August 14, 2001 11:00 pm

In the history of American politics, recalling an elected official has been used successfully to remove individuals who have been convicted of crimes. But today the idea of recalling an elected official is being used more and more to threaten those officials when they are not seen as following the mainstream.

Two examples come to mind here in Oregon, one in Portland and the other in Baker City, where groups are obsessed with removing an elected official because he or she does not fit into the political correctness mode of the community. Those who would seek the recall of an elected official for something less than a crime conviction or outright incompetency in office are creating an atmosphere that is destructive to our political system.

Derry Jackson is a black member of the Portland School Board. Jackson was elected to the school board at-large. He is a strong proponent of minority student programs and has been an outspoken supporter of allowing the military to be allowed back into Portland schools to recruit students. Jackson believes the military offers an opportunity to minority students that many cannot find elsewhere. At the same time, Marc Abrams, a Jewish member of the school board, has stridently disagreed with Jackson on this and other issues, which led to vocal discord between the two.

Jackson openly criticized Abrams and other members of the school board when he lashed out at Jews who are in some of Portlands prominent political positions. After Jacksons comments were aired in an article printed in The Oregonian, numerous individuals called for Jackson to apologize and either resign from the school board or face a recall.

Oregon law does not allow a recall of someone who has been elected to office during his or her first six months in office. Jacksons remarks were viewed by many as appalling. As The Observer pointed out in a previous editorial, Jackson should not have used a generality to paint the Jewish people in a particular way. We were happy to see him apologize twice for his remark.

But at what point are First Amendment speech freedoms being shoved aside when the politically-correct squad comes rushing in calling for a resignation or recall? The group-think mentality has overtaken our country and is doing a disservice to the free exchange of ideas. Jacksons comments on Jews in leadership will have to stand the test of any re-election bid he makes.

The other example is that of Baker City Councilor Gary Dielman, who has been an outspoken critic of Baker Citys practice of opening council meetings with prayer. Dielman contends the prayers are unconstitutional and should be stopped. The majority of the council disagrees with him.

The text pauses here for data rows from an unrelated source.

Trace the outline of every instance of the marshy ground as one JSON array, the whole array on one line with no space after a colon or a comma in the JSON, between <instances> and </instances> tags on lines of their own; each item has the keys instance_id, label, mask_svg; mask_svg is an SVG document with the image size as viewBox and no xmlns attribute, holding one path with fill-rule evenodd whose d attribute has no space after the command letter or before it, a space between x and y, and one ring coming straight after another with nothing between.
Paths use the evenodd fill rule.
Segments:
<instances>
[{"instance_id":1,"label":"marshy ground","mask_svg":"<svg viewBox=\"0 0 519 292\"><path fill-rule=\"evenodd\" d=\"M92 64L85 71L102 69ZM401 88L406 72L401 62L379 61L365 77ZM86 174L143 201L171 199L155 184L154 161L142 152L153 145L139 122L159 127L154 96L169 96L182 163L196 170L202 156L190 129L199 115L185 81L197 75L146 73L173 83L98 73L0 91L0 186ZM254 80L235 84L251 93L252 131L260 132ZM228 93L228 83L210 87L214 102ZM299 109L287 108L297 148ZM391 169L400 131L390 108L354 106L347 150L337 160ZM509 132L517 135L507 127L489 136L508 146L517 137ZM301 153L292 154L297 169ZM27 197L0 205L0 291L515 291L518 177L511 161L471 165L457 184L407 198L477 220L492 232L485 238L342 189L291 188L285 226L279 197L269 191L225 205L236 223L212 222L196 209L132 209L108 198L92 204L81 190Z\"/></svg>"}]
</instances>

Now a Baker man, John DeShiro, has filed a petition to remove Dielman from the council.

Doesnt Dielman have a right to his opinion? He shouldnt have to feel threatened by a recall simply because he is standing against the majority. Our government, whether school boards or city councils, needs to have the broad representation of society. Recall efforts should be reserved for particular circumstances that involve heinous crime or incompetency, and should not be used in the flippant ways we are seeing today.